Just 10 days after his arrival at Mayo, a surgeon tearfully told the family that Mr. Johnson had a 10% chance of surviving the next 48 hours, Ms. Johnson says.

The next day Mr. Johnson’s three brothers bought an expensive golf driver he’d been eyeing and placed it in his hands as he lay tethered to tubes in the ICU. They sensed he responded with a faint smile.

Then as mysteriously as it began, the infection stopped. But Mr. Johnson couldn’t tolerate the chemo, and his blast cells were on the rise. A two-drug combination that included the liver cancer drug Nexavar, which targets the FLT3 mutation, knocked back the blast cells. But the stem cell transplant in May, which came from one of his brothers, failed to take, and he relapsed after 67 days, around late July.

By then, his ordeal had taken a toll: the throat surgery left him unable to swallow and he weighed just 120 pounds, some 55 pounds less than the day he arrived.

He was put into a clinical trial of an experimental AML drug being developed by Astellas Pharma of Japan. To participate, Mr. Johnson had to be able to swallow a pill. It took weeks of exercises with a swallowing coach and bags of M&Ms, but he succeeded just before the trial opened at the clinic in September.

The trial was almost a respite for Mr. Johnson. Free of toxic chemotherapy, his hair came back. He started to regain weight, an important consideration, as his doctors wanted him healthy enough to eventually try a second transplant. His blast cells were responding well to the medicine.

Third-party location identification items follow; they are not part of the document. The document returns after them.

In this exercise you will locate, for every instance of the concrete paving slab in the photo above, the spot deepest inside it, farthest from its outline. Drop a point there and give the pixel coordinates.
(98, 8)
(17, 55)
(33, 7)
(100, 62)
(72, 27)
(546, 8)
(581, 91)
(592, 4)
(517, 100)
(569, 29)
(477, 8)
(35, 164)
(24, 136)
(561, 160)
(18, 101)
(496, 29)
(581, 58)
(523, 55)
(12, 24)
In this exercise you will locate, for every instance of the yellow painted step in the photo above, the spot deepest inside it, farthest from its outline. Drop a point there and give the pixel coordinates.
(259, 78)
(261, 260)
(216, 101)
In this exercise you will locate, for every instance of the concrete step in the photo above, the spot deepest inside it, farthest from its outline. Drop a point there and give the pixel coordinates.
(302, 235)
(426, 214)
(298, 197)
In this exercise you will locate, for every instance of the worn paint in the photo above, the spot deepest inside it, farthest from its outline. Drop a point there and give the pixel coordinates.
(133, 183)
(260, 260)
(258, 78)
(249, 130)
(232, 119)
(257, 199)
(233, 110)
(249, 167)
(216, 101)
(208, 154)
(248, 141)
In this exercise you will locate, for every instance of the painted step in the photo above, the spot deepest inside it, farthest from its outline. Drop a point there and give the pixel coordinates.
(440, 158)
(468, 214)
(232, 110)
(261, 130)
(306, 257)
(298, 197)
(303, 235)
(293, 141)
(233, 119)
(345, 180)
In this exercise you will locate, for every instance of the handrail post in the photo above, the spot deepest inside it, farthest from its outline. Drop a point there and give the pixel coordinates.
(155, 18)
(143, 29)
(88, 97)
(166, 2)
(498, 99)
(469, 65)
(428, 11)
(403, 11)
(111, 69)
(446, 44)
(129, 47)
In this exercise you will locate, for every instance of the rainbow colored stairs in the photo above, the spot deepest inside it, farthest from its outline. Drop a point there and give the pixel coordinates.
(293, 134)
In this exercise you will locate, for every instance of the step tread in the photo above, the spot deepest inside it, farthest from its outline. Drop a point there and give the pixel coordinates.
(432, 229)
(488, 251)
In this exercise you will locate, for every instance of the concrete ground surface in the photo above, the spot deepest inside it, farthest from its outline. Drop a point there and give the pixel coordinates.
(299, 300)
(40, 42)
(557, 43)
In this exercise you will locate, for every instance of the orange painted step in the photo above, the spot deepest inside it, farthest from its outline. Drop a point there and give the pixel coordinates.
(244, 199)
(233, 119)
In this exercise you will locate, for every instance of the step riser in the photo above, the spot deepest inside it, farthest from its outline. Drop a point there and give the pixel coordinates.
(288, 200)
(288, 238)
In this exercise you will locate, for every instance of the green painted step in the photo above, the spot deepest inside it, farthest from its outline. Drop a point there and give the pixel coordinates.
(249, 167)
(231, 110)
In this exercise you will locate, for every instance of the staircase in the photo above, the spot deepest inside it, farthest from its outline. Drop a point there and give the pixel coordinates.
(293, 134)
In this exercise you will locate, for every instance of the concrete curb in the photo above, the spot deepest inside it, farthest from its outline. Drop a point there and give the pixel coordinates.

In November 2014, doctors spotted the initial signs in blood tests that Mr. Johnson’s cancer was evolving to acquire a new mutation. By late January, he relapsed again.

To the doctors’ surprise, the culprit was the Philadelphia chromosome, a well-known genetic alteration associated with chronic myeloid leukemia. It also is a target of the blockbuster cancer drug Gleevec and several other medicines.

Armed with new options, the Mayo team revamped Mr. Johnson’s treatment, starting with a regimen that included chemotherapy and Sprycel, a next-generation version of Gleevec.

His fight wasn’t over. He developed lung inflammation and other side effects on the new medicine and relapsed yet again. Taking a suggestion from a national expert panel on AML, doctors switched to a regimen including Iclusig, a drug that hits both FLT3 and the Philadelphia chromosome.

The total cost of Mr. Johnson’s care was $4 million, says Ms. Johnson, adding that the copayments for his treatment were manageable. None of the key drugs given to Mr. Johnson are approved for AML, meaning most were used off-label. That is a deal breaker for many insurers, who balk at paying for expensive drugs for nonapproved uses. But Dr. Kasi says the Johnsons’ health insurer was “responsive” to Mr. Johnson’s needs.

Tests using the most sensitive instruments showed Mr. Johnson had no blast cells, which Mayo’s transplant experts set as a prerequisite before performing another transplant. This time the donor was an anonymous person from Germany, under a program called Be the Match that keeps a global registry of willing stem cell donors. He got his second transplant last April. After he recovered from several weeks of severe side effects including pancreatitis, recent tests suggest he has a good chance of a sustained, durable remission.

Mr. Johnson finally returned home last summer after 17 months at the Mayo Clinic. He is now finishing his senior year in college. He says he was too weak last year to give his new driver a good test on the golf course. He expects a better chance this summer.